Eastbourne has a wealth of magnificent Georgian and Victorian architecture and its waterfront, especially, is always a pleasant place for a stroll. We found ourselves there about an hour before sunset one winter (at that time 4pm) and were fortunate enough to witness the gathering of tens of thousands of starlings above its famous Pier. They were performing their ritualistic and visually-bizarre aerial dance prior to roosting under its structure. Of course, we’d left our camera behind and the old phone wasn’t up to it . . .
Fortunately others have captured similar events
The birds amassed flock by interconnecting flock above the pier in the gathering dusk. Smaller flocks were arriving, funnelling into the whole and while its mass grew ever-larger by the moment, it was constantly changing shape and direction. It was like a gigantic, shape-changing amoeba as seen under a microscope. With a quick flick, the whole mass would flex as one, stretching and contracting, ever-mobile yet one apparent mass. It was remarkably reminiscent of the collective movement of a school of fish. In the absence of tropical sunsets, it rated highly as coastal entertainment.
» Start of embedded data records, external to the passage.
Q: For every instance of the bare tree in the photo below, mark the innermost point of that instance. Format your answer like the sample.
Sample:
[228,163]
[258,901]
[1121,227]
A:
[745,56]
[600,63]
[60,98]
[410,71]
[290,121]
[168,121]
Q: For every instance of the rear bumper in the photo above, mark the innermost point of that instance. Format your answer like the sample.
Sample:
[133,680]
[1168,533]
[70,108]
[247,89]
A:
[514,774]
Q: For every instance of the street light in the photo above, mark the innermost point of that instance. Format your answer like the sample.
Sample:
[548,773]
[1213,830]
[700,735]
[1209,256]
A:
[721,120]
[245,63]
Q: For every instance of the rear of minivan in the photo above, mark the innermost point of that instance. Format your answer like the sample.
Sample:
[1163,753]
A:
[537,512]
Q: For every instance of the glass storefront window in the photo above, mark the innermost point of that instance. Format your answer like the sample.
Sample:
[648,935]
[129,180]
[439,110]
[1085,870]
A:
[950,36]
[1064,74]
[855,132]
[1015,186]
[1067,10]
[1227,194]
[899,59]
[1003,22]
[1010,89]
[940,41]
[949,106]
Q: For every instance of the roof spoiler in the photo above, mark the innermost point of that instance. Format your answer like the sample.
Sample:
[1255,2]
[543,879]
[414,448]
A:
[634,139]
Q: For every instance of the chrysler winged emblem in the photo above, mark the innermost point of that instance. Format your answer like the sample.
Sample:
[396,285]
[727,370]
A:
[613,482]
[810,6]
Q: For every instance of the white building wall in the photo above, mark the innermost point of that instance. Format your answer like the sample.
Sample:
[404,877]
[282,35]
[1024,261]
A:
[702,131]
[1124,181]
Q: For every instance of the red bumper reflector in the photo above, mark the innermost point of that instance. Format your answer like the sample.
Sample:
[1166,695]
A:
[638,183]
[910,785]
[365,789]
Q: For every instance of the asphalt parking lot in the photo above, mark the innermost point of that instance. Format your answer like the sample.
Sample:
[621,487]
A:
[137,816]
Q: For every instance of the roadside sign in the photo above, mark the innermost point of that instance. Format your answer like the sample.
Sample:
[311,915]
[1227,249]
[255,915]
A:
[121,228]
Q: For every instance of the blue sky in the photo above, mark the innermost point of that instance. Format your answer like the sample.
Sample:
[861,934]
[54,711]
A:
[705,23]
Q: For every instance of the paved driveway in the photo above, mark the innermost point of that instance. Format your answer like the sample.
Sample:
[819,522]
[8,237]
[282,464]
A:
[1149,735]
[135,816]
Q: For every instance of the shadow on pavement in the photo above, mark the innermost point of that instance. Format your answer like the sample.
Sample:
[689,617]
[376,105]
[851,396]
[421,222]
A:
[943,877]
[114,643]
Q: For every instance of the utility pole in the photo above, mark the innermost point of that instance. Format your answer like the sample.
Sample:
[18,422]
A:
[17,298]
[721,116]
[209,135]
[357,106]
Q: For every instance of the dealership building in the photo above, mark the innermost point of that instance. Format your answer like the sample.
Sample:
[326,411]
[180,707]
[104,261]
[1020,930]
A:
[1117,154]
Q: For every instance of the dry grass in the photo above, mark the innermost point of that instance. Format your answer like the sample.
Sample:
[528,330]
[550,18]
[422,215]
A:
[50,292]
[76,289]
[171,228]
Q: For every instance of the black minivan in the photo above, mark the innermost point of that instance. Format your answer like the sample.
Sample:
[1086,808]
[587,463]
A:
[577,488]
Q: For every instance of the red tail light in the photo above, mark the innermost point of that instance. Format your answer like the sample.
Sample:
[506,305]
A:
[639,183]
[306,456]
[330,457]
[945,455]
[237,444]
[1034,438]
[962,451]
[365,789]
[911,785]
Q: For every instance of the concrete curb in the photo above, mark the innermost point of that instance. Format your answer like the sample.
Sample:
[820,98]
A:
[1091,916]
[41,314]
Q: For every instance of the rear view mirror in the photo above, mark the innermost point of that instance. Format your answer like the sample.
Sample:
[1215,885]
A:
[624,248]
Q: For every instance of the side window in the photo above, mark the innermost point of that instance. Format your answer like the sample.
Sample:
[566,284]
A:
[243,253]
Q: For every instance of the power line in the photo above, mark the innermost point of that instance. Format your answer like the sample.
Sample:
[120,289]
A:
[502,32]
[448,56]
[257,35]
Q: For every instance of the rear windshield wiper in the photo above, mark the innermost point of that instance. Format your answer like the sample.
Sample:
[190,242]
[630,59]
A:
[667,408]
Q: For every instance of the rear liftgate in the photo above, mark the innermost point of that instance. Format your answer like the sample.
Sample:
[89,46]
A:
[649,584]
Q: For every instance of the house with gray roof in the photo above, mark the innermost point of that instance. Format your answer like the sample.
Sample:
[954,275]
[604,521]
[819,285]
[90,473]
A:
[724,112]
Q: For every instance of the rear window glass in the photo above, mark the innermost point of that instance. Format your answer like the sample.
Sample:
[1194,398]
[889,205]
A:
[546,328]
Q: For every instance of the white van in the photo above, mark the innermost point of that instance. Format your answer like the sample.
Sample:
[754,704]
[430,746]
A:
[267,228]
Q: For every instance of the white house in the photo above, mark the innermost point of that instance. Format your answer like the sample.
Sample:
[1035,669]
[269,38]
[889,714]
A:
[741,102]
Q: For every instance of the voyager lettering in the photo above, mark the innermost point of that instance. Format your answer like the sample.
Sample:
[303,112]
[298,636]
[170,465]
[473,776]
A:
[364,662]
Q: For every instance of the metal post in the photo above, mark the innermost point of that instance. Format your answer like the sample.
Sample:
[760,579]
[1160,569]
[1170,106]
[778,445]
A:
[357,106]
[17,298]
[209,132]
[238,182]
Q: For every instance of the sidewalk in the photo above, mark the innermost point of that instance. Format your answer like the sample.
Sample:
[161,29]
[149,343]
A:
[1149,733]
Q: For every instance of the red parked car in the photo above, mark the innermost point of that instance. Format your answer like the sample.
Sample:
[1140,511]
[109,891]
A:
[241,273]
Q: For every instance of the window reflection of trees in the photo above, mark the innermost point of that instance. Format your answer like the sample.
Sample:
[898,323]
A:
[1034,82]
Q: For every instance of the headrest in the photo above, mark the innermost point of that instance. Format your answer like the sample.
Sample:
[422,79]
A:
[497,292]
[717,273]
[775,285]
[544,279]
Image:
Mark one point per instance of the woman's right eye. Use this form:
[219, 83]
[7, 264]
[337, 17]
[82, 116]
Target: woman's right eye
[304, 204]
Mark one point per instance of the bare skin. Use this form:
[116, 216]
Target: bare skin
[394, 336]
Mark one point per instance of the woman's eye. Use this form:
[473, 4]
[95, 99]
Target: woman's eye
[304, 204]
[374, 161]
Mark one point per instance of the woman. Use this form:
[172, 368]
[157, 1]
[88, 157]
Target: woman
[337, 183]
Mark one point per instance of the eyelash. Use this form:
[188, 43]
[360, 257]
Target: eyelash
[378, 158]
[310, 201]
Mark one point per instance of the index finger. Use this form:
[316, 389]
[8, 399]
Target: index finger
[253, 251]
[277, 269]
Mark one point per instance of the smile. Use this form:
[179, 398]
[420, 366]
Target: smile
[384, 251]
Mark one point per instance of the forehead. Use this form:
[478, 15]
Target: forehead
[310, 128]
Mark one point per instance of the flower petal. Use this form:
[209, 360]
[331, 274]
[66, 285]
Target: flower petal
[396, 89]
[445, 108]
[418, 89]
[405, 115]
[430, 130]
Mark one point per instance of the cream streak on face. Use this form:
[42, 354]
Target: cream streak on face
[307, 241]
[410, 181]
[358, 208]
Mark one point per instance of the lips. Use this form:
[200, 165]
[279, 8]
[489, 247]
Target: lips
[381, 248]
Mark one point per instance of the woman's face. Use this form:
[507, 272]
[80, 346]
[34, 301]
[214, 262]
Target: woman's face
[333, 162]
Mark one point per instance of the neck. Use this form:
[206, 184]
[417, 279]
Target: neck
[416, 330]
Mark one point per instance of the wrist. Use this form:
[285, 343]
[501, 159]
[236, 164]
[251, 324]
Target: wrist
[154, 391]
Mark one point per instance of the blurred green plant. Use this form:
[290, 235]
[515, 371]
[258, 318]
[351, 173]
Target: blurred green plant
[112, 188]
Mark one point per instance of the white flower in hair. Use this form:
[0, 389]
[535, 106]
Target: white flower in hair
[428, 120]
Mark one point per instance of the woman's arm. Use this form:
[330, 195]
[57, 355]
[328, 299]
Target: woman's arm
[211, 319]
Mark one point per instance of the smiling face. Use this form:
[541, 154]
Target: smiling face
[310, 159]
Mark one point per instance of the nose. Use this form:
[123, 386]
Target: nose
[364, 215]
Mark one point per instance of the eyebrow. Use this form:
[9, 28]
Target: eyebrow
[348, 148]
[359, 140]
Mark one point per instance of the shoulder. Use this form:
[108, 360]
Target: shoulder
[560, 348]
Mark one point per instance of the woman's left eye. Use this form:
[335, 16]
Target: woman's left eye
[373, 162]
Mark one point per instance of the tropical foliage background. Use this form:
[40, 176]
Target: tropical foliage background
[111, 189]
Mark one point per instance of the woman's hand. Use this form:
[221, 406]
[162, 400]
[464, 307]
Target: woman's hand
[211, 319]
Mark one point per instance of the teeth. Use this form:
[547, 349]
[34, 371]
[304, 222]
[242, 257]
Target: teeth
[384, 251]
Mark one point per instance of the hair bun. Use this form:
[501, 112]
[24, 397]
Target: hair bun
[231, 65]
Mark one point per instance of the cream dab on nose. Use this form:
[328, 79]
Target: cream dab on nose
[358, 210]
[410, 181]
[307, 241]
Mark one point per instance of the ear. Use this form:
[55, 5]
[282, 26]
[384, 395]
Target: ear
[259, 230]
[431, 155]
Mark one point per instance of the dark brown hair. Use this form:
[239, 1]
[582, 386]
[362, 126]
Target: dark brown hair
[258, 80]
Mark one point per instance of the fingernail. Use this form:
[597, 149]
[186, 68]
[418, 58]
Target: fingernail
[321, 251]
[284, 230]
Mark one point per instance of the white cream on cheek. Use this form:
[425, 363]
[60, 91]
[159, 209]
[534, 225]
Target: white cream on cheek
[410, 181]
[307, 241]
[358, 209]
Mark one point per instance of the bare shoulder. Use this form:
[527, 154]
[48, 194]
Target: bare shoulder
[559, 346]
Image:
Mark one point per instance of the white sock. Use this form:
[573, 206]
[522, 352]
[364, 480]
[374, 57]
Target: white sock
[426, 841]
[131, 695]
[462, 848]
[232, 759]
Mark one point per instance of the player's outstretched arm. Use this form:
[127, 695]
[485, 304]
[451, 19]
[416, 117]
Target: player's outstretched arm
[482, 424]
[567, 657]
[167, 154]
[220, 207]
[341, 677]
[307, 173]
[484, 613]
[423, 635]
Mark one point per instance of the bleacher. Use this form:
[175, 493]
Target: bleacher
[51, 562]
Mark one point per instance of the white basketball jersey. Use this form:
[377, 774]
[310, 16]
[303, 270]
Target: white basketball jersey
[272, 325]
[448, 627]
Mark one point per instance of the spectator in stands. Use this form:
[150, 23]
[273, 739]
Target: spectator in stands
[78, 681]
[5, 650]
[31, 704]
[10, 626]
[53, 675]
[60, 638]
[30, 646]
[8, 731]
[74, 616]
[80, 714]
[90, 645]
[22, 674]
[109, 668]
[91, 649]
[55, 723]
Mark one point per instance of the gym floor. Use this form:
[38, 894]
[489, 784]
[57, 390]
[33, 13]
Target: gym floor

The phenomenon is not, however, unique to Eastbourne, the English coast, or even the U.K. – far from it. It occurs wherever starlings feature as a local bird. But some years they simply do not appear, only to mysteriously return in the following year, their whereabouts during their absence quite unknown and leaving ornithologists and twitchers scratching their heads.
Yes, these phenomena are called murmurations – certainly a strange word. The following excerpts, from wonderopolis.org., go some way to explain them:
“Some scientists believe murmurations are similar to other systems such as the formation of crystals, avalanches, metals becoming magnetized and liquids turning to gases. These systems are “on the edge,” which means they’re ready to be completely transformed in an instant.
Like the elements of these other systems, each starling in a murmuration is connected to every other starling. Scientists liken a murmuration when it turns in unison to a phase-transition.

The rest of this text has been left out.